Artikel 3.41Aansturingsartikel

De functionele eis van het eerste lid, een te bouwen bouwwerk heeft een voorziening voor het zo nodig snel kunnen afvoeren van sterk verontreinigde binnenlucht is, vergeleken met de oude tekst, ongewijzigd.

De tabel van het tweede lid wijst per gebruiksfunctie voorschriften aan die van toepassing zijn op die gebruiksfunctie. Door aan deze voorschriften te voldoen, wordt aan de functionele eis van het eerste lid voldaan. Voor de andere gebruiksfuncties dan de woonfunctie, de kinderopvang en het basisonderwijs wijst de tabel van het tweede lid geen voorschriften aan.

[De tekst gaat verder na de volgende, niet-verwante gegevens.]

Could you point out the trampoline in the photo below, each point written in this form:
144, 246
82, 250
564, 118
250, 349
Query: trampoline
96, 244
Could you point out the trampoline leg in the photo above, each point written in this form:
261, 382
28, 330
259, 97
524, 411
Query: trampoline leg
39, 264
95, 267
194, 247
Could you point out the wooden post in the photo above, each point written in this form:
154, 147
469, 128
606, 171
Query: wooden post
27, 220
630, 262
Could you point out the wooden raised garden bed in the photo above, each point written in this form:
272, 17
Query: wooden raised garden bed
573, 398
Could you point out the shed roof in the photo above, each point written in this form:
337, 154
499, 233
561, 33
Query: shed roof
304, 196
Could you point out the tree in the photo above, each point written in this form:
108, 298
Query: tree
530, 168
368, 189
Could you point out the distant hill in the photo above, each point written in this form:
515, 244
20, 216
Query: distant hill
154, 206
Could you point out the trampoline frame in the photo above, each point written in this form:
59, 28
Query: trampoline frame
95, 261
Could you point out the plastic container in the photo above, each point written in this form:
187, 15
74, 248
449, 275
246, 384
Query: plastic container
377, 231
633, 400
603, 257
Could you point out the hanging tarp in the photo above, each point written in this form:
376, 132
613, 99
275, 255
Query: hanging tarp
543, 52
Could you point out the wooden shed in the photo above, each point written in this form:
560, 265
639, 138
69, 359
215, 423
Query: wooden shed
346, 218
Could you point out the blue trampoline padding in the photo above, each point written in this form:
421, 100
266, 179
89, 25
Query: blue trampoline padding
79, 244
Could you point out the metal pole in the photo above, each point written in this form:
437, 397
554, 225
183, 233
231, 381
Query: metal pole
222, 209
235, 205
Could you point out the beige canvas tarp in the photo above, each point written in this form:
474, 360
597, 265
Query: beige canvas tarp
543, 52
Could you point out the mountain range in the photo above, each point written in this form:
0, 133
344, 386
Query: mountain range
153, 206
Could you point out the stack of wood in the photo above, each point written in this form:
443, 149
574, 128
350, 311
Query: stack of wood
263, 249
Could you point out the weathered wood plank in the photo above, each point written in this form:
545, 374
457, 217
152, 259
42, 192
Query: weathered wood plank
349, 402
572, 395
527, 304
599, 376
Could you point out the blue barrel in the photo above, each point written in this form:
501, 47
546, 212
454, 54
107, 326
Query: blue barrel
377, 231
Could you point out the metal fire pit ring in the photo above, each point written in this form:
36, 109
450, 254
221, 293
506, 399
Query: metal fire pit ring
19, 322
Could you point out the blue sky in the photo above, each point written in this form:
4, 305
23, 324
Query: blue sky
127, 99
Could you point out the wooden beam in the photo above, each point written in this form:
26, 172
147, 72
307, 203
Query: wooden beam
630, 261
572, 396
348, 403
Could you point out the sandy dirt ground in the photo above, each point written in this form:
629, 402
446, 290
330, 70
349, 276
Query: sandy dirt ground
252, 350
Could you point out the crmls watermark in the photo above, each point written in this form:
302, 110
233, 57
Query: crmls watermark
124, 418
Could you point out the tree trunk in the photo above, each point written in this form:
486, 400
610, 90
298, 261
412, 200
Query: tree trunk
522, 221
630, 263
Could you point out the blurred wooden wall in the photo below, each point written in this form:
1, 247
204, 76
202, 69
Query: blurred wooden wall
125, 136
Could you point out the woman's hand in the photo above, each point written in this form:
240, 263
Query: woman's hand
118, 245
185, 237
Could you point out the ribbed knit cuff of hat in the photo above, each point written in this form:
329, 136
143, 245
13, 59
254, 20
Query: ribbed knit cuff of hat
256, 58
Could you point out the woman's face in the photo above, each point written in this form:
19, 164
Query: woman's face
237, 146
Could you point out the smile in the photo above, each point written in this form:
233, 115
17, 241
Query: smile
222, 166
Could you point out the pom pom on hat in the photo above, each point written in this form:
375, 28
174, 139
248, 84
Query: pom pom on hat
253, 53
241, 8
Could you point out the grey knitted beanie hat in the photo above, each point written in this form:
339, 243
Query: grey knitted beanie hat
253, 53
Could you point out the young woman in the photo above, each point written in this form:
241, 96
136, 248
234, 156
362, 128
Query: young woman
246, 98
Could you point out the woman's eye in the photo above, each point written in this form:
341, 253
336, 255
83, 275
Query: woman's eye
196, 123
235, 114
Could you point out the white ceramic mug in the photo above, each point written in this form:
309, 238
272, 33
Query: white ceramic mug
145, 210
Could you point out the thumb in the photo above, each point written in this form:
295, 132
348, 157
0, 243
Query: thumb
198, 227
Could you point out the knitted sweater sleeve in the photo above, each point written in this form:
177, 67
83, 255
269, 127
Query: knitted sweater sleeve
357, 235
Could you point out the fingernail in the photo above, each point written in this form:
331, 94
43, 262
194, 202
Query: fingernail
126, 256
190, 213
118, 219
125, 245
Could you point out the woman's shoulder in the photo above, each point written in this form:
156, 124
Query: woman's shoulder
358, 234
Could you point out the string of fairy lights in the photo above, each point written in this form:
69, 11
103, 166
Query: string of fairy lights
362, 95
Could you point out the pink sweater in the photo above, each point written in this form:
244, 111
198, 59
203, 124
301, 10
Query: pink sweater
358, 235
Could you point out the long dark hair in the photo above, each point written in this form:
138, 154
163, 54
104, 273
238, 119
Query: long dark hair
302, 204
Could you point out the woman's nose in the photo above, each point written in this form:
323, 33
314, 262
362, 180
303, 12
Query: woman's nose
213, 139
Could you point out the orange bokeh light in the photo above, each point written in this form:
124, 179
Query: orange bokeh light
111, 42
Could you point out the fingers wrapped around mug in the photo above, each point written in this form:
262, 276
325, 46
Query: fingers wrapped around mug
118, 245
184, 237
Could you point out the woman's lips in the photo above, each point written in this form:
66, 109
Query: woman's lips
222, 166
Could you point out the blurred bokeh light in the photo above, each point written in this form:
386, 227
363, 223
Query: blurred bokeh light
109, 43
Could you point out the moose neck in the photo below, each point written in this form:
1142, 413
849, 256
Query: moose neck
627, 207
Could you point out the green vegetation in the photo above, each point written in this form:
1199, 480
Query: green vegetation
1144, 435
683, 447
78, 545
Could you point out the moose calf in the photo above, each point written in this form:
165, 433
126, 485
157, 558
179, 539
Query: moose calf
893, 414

Het derde lid bepaalt dat de functionele eis evenmin op die andere gebruiksfuncties van toepassing is.

Artikel 3.42Capaciteit

In een gebouw kunnen zich soms situaties voordoen dat snel een zeer grote mate van luchtverversing (doorspuiing) moet kunnen plaatsvinden. Hierbij kan bijvoorbeeld gedacht worden aan het ’s ochtends luchten van een slaapkamer, het openzetten van het keukenraam na het koken van een maaltijd en het even openzetten van een raam in het klaslokaal. De normale ventilatie (zie afdeling 3.6) is niet afgestemd op deze tijdelijke verhoogde ventilatiebehoefte. Met het oog op zulke situaties is voorgeschreven dat er in de gevel of het dak van een woning, van een klaslokaal of van een woonwagen voldoende beweegbare ramen, luiken of deuren aanwezig moeten zijn. Met dien verstande dat iniedere verblijfsruimte ten minste één daadwerkelijk te openen raam aanwezig is.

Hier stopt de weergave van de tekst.